Full Project Mode (landscape survey)

  • /impl-hygiene-review full — review the entire compiler across all crates
  • /impl-hygiene-review full --focus=dry — emphasis on algorithmic duplication
  • /impl-hygiene-review full --focus=leaks — emphasis on side logic and SSOT

Full project mode is the widest sweep. Use this when you want the complete landscape picture.

CRITICAL: Commits are scope selectors, NOT content filters. The commit determines WHICH files and areas to review. Once the files are identified, review them completely — report ALL hygiene findings in those files. Do NOT deprioritize or exclude findings because they predate the commit.

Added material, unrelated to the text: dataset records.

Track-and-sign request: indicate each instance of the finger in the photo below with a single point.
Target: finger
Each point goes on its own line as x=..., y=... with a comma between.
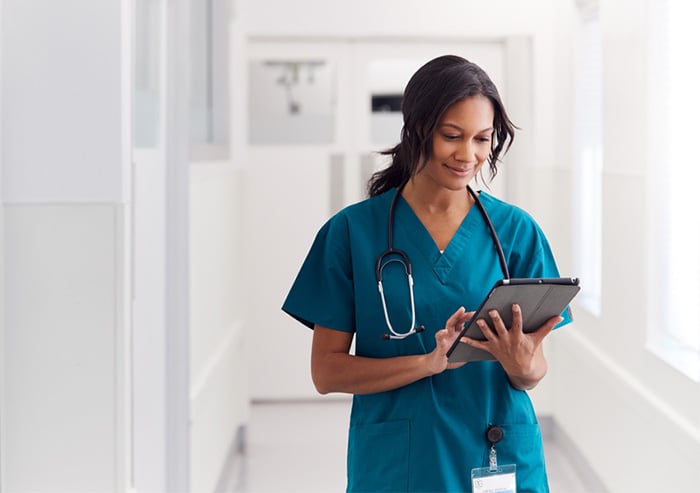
x=549, y=326
x=517, y=324
x=498, y=323
x=475, y=343
x=455, y=318
x=486, y=330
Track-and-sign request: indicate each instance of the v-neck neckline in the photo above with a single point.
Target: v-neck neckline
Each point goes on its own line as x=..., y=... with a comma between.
x=442, y=262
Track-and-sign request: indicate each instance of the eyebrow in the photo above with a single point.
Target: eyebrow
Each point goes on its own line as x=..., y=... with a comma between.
x=457, y=127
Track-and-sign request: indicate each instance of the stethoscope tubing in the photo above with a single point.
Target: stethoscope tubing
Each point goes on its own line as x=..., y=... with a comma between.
x=406, y=262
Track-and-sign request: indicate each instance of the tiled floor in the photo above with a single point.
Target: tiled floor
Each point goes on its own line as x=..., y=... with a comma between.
x=301, y=446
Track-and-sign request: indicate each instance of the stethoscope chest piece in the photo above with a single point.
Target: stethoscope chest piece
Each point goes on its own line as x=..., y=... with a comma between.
x=392, y=254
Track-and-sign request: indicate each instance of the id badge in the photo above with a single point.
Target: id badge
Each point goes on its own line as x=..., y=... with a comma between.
x=498, y=480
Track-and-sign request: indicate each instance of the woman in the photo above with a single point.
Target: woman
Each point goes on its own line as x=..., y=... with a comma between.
x=419, y=423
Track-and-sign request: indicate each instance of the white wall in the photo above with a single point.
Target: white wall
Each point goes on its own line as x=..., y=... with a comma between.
x=443, y=21
x=218, y=363
x=634, y=418
x=65, y=165
x=625, y=409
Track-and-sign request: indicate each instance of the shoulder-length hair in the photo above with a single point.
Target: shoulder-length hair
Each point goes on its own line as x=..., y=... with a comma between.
x=436, y=86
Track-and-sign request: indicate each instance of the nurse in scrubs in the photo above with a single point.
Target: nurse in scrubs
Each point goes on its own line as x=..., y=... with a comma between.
x=419, y=423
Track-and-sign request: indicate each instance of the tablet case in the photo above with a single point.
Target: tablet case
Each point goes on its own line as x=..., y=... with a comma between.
x=539, y=298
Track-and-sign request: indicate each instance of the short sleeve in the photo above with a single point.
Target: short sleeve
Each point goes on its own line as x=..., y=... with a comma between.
x=532, y=256
x=322, y=292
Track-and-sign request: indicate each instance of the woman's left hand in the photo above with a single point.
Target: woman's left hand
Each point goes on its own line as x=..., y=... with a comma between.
x=520, y=353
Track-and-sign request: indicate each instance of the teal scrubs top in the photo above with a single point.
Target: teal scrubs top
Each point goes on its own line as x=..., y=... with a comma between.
x=426, y=436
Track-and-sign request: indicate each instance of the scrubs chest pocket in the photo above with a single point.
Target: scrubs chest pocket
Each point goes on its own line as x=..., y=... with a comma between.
x=378, y=456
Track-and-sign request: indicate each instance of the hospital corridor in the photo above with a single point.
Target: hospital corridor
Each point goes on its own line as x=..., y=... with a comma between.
x=240, y=242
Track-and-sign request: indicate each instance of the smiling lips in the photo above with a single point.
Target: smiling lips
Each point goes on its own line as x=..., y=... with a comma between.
x=461, y=171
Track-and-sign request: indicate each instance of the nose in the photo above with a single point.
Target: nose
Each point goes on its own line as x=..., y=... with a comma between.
x=466, y=151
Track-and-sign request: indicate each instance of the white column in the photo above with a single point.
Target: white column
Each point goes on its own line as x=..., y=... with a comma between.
x=65, y=157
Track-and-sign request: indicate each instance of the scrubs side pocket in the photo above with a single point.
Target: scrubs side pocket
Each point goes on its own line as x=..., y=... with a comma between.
x=522, y=446
x=378, y=457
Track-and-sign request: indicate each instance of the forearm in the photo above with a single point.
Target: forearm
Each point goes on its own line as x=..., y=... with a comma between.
x=338, y=372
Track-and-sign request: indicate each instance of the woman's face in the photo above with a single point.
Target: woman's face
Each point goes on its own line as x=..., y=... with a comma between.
x=461, y=143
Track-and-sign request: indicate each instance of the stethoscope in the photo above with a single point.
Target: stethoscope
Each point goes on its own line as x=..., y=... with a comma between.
x=400, y=256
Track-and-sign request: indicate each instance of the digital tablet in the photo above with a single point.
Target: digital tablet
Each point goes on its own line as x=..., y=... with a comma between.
x=539, y=300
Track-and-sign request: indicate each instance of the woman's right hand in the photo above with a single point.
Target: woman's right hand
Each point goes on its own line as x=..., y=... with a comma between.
x=445, y=338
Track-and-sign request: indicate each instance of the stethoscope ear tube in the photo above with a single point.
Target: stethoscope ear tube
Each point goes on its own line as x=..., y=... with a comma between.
x=392, y=254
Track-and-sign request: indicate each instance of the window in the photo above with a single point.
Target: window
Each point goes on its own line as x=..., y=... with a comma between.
x=588, y=149
x=674, y=333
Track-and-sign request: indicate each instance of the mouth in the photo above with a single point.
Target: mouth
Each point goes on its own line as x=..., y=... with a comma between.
x=459, y=170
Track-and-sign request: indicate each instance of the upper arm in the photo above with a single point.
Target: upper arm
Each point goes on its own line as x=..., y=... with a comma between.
x=328, y=341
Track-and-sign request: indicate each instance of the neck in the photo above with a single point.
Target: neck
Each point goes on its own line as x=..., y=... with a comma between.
x=436, y=200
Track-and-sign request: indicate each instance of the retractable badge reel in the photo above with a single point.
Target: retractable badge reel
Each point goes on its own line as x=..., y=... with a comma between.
x=495, y=478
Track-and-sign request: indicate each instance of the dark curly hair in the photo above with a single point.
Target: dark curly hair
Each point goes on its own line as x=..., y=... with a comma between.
x=436, y=86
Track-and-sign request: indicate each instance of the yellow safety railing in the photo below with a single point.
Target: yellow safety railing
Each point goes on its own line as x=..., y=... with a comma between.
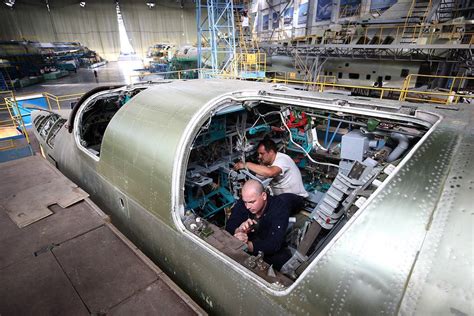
x=15, y=120
x=432, y=96
x=451, y=96
x=251, y=63
x=425, y=34
x=52, y=99
x=178, y=73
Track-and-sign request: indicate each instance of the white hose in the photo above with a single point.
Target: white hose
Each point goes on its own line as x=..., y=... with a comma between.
x=299, y=146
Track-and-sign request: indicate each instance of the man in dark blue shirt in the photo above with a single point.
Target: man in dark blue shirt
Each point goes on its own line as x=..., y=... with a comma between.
x=261, y=221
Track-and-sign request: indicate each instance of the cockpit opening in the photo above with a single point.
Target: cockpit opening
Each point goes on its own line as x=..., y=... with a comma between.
x=344, y=150
x=97, y=114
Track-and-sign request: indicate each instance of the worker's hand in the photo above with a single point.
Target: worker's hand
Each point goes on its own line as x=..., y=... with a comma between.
x=246, y=226
x=242, y=237
x=239, y=165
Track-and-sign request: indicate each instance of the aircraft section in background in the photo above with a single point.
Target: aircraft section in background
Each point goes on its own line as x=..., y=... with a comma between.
x=387, y=180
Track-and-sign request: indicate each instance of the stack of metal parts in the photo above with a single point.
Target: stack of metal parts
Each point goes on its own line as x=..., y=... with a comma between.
x=327, y=212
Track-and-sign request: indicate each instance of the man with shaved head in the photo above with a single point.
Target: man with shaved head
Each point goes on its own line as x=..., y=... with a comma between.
x=260, y=220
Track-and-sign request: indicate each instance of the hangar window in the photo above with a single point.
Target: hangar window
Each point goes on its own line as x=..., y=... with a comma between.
x=95, y=115
x=340, y=151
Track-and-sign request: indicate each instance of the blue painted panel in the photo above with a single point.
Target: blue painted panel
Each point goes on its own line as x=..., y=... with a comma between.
x=25, y=112
x=381, y=4
x=275, y=20
x=303, y=13
x=324, y=10
x=349, y=8
x=288, y=17
x=265, y=22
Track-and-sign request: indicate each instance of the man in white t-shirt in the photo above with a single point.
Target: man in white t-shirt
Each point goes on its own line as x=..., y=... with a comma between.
x=279, y=166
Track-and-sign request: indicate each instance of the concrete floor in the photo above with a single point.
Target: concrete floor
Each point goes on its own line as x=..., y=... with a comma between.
x=113, y=73
x=117, y=72
x=70, y=260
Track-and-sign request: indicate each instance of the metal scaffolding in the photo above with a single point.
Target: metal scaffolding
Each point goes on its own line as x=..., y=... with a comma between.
x=217, y=32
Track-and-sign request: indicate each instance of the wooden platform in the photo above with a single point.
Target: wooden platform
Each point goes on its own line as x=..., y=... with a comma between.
x=73, y=261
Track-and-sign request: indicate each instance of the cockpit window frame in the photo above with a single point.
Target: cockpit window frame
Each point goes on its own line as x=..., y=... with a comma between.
x=179, y=171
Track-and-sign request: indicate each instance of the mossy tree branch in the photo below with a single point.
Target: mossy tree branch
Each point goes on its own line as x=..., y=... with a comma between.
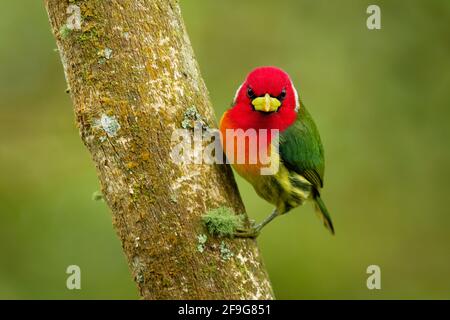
x=132, y=74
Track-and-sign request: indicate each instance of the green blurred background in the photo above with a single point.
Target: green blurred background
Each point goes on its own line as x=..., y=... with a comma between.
x=380, y=98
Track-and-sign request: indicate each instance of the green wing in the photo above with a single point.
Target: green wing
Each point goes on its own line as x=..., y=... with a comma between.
x=302, y=152
x=301, y=149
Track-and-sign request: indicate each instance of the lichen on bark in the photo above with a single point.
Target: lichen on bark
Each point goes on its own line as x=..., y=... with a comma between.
x=132, y=75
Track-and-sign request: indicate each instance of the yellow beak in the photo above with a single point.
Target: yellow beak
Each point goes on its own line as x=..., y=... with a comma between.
x=266, y=103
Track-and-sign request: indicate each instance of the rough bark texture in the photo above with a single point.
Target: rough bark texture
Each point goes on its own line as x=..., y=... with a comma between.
x=132, y=75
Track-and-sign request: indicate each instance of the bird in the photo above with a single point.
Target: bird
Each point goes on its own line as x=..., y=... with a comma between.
x=267, y=107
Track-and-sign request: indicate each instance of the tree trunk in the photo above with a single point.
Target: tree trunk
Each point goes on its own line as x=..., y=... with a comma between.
x=132, y=76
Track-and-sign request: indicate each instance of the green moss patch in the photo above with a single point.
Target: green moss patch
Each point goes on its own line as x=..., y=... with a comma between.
x=222, y=222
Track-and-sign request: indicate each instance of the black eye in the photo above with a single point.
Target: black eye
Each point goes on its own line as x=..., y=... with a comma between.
x=282, y=95
x=250, y=93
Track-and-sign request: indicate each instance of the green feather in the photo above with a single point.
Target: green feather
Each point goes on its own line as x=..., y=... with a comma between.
x=301, y=151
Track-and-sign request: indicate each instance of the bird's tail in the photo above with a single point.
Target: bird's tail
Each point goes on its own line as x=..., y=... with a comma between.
x=323, y=213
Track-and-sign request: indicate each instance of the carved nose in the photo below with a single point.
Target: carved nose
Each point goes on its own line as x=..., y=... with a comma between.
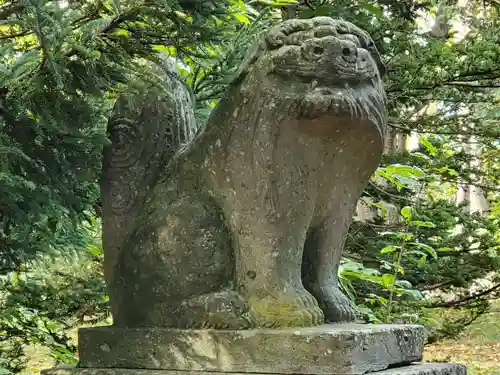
x=349, y=52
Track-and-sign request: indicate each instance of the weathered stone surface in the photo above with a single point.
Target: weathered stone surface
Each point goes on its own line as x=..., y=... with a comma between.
x=328, y=349
x=414, y=369
x=244, y=227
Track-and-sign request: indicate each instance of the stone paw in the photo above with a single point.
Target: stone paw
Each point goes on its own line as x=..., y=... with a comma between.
x=280, y=309
x=220, y=310
x=335, y=305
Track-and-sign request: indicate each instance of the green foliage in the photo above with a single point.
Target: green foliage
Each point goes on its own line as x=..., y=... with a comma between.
x=56, y=293
x=62, y=65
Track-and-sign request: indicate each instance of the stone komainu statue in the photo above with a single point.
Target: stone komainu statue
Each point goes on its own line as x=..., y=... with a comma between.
x=243, y=225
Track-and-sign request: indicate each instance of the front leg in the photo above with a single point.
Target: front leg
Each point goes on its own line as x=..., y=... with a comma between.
x=322, y=255
x=268, y=274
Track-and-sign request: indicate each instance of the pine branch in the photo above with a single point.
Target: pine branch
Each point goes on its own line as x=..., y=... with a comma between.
x=463, y=301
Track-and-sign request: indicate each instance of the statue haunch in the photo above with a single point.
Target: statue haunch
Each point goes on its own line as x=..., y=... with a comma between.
x=244, y=226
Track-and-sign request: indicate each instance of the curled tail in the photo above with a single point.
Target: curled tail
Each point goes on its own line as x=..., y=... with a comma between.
x=146, y=129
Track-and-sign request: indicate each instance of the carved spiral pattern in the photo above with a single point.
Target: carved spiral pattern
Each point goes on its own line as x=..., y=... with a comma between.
x=126, y=150
x=127, y=143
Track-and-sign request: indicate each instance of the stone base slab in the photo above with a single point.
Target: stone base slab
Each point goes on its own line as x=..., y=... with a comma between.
x=414, y=369
x=324, y=350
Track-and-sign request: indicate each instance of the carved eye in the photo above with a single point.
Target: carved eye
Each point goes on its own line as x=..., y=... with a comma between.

Dependency map for expansion

ori_lexer      → consumed by: ori_parse
ori_parse      → consumed by: ori_types
ori_ir         → consumed by: ori_types, ori_eval, ori_llvm, ori_arc
ori_diagnostic → consumed by: all compiler crates
ori_registry   → consumed by: ori_types, ori_eval, ori_llvm
ori_types      → consumed by: ori_eval, ori_llvm, ori_arc
ori_patterns   → consumed by: ori_eval
ori_eval       → consumed by: oric
ori_arc        → consumed by: ori_llvm
ori_llvm       → consumed by: oric
ori_rt         → consumed by: ori_llvm (FFI contract)

If any .rs file in a crate is touched, the whole crate is in scope; its downstream consumers also enter scope.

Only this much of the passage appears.